A central concern of our recovery work has been the possibility of restoring user data. Data written to /home or /globalscratch on or before February 15, 2014 has the potential to have a copy surviving on tape. We have been able to restore such data using Mahone's tape library. Due to disk space limitations, the process to restore data must be approached in a user-by-user fashion.
We are asking any user requiring recovery of Brasdor data to contact support specifying which file system you want us to recover (/home and/or /globalscratch). Please specify the subject line as "File recovery at Brasdor - your_username". Also, please note that /nqs cannot be recovered.
|
Mahone
- 11:49, June 17, 2014 (ADT)
- The planned outage has begun.
- 07:37, June 17, 2014 (ADT)
Placentia
- The A/C has been fixed. We are back at full capacity.
- 14:50, May 29, 2014 (ADT)
- We received word today from Memorial University Facilities Management that the air conditioning fault in the Placentia machine room continues: "It was discovered subsequent to the compressor replacement that another piece of the chiller has failed... This is another part that has to be ordered in from the mainland and we're not sure where from yet (Dartmouth, Montreal or further afield) so we don't have a time frame." Consequently the return to service will not take place this week.
- 15:18, May 14, 2014 (NDT)
- The problem with an NFS server has been fixed.
- 10:01, April 29, 2014 (ADT)
- There is a problem with one of the NFS servers.
- 09:02, April 29, 2014 (ADT)
- The A/C failed some time over the weekend. We are shutting down all the compute that is closest to the failed A/C: cl001-108.
- 08:02, April 14, 2014 (ADT)
Fundy
- Grid Engine was unavailable briefly around 1:00 pm on July 10 while we backed up the accounting database and reduced its size. This should result in better performance for the 'qacct' command.

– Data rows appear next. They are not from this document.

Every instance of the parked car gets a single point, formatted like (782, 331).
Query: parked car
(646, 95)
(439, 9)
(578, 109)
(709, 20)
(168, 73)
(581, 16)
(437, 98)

- 13:15, July 10, 2014 (ADT)
- 13:11, July 8, 2014 (ADT)
- Fundy is inaccessible in the wake of Tropical Storm Arthur and extensive power outages in the Fredericton area.
- 15:12, July 6, 2014 (ADT)
Glooscap
- A replacement switch equivalent to the original has been installed and Glooscap has been returned to service. Most running jobs were lost during repairs. Please check that any remaining jobs you have in the system are progressing properly.
- 10:03, July 25, 2014 (ADT)
- A spare switch of lower capacity has been swapped in for the failed network switch. Users can log in and access their data, but many compute nodes are inaccessible and so queue capacity will be limited until we can obtain a better replacement. Jobs listed in qstat as "running" may in fact be hung. Users should check for output dated later than 09:30 July 22, and if there is none, consider submitting replacement jobs to other ACEnet clusters.
- 13:44, July 22, 2014 (ADT)
- A network switch has failed, making the head node unusable. We cannot yet estimate time of return-to-service.
- 09:47, July 22, 2014 (ADT)